Acyclic partition patch #86511

jjsjann123 · 2022-10-07T23:34:49Z

Refactored graph partition to check for cyclic dependency on each partition merge, instead of relying on a pre-baked dependency map.

The previous implementation suffers from not updating dependency on existing partition. When a fusion happens, the updated dependency map needs to be propagated to all nodes in the graph, so each node in a partition shares an identical dependency set. Previous implementation suffers from the not identifying cyclic dependency in issue #86159.

Updated implementation does a cyclic check on partitioned graph before attempting a merge of two partitions.

python repro added with cyclic dependency after partition TestFXGraphPasses.forward12
fix dependency map with updated implementation using cyclic check

pytorch-bot · 2022-10-07T23:34:51Z

🔗 Helpful Links

🧪 See artifacts and rendered test results at hud.pytorch.org/pr/86511

📄 Preview Python docs built from this PR
📄 Preview C++ docs built from this PR
❓ Need help or want to give feedback on the CI? Visit our office hours

Note: Links to docs will display an error until the docs builds have been completed.

✅ No Failures

As of commit a80075b:
💚 Looks good so far! There are no failures yet. 💚

This comment was automatically generated by Dr. CI and updates every 15 minutes.

jjsjann123 · 2022-10-08T00:01:03Z

Now I regret not having this stacked with #86452 😿

…into wip2

torch/fx/passes/infra/partitioner.py

SherlockNoMad · 2022-10-10T19:23:34Z

torch/fx/passes/infra/partitioner.py

+            # check if merge would create cyclic dependency.
+            for node in merged_nodes:
+                for user_node in node.users:
+                    if user_node not in merged_nodes and dfs_find_cycle(user_node):


ah... this is a lot of DFS... and duplicated computation...
is performance a concern here?

I am wondering if it's better to use a dynamic maintained dependency_map to keep track of this... the look up complexity for dependency_map would be O(1)...

this is a lot of DFS... and duplicated computation...
I am wondering if it's better to use a dynamic maintained dependency_map to keep track of this

I don't think there is a lot of duplicated computation . We are traversing each node strictly once for each attempt to merge two nodes, since we record all visited.
If we are to cache a dependency_map, when a merge succeeds, we need to traverse and update the dependency_map for every node to reflect the updated dependency map.

So between those two approach, I don't think one is obviously faster then the other.
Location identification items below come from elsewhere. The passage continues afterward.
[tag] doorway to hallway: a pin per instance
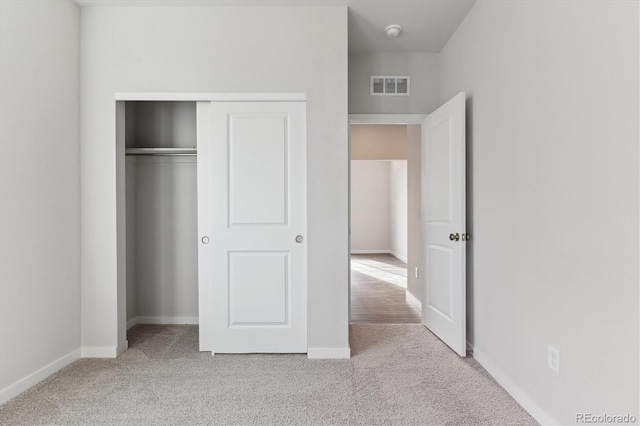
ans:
(378, 291)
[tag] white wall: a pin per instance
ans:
(39, 194)
(370, 211)
(166, 239)
(553, 127)
(421, 67)
(398, 208)
(188, 49)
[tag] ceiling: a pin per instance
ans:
(426, 25)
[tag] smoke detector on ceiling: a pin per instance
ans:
(393, 30)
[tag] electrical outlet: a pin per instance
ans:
(554, 359)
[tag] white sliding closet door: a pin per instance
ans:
(252, 227)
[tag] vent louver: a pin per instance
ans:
(386, 85)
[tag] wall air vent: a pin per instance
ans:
(386, 85)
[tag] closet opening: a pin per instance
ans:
(161, 212)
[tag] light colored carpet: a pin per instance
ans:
(398, 375)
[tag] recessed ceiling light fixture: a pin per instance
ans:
(393, 30)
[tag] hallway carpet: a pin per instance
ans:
(398, 375)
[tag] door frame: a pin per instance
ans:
(402, 119)
(120, 314)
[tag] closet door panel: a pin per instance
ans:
(253, 268)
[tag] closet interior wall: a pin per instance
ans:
(161, 226)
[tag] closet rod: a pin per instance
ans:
(161, 151)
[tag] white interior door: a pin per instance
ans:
(444, 223)
(252, 225)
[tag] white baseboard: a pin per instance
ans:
(536, 411)
(161, 320)
(25, 383)
(99, 352)
(413, 300)
(329, 353)
(377, 251)
(398, 256)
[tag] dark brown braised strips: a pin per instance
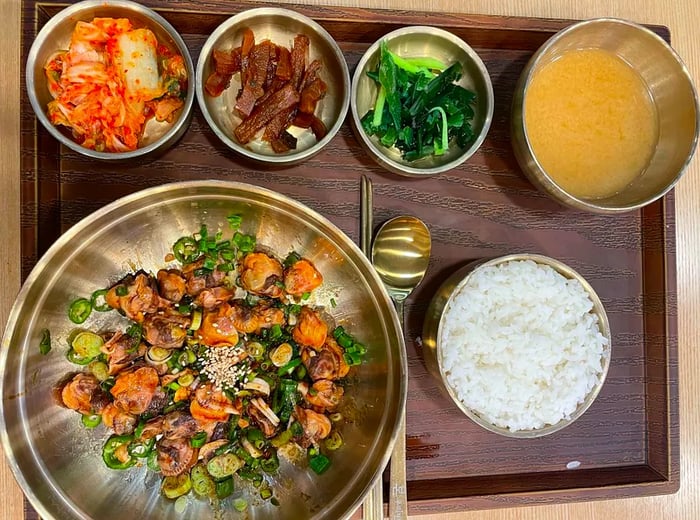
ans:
(225, 368)
(278, 89)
Not caching the dependency map definitely looks much simpler on the implementation side and we don't have to constantly deal with modifying a nested table. If I'm to take a guess I tend to think that this would run faster in more cases 😆

I actually ran into the error like max depth of recursion is reached 🥲

Ha... That's.... a pleasant surprise to see that we actually run into big graphs for fusion

I should have some bandwidth tomorrow to refactor this. Should be pretty straightforward. I'll cc you in the PR once I get it to work.
Also if you don't hear from me in a few days, feel free to ping and yell at me to get me back on it 😆

Here we go: #91042

torch/fx/passes/infra/partitioner.py

SherlockNoMad

Principally, I am fine with this change. The only concern is the performance issue of doing a lot of DFS. :) But I guess compilation time is not too big of a concern at this moment.

cc @wschin as you are also using this Partitioner.

facebook-github-bot · 2022-10-10T21:21:08Z

@davidberard98 has imported this pull request. If you are a Meta employee, you can view this diff on Phabricator.

jjsjann123 · 2022-10-10T23:31:21Z

@davidberard98 I saw you imported this PR. I'm wondering if it's OK for me to merge via the bot.

Since this is not an nvfuser code-bump PR. I don't see the need to go through internal workflow for extra safety 🦺

davidberard98 · 2022-10-10T23:38:13Z

@jjsjann123 yes, this PR is fine to merge via the bot. I just wanted to trigger some internal tests since I know this is used internally. Better to catch any issues now than have to wait for a revert & reland.

jjsjann123 · 2022-10-10T23:47:18Z

@jjsjann123 yes, this PR is fine to merge via the bot. I just wanted to trigger some internal tests since I know this is used internally. Better to catch any issues now than have to wait for a revert & reland.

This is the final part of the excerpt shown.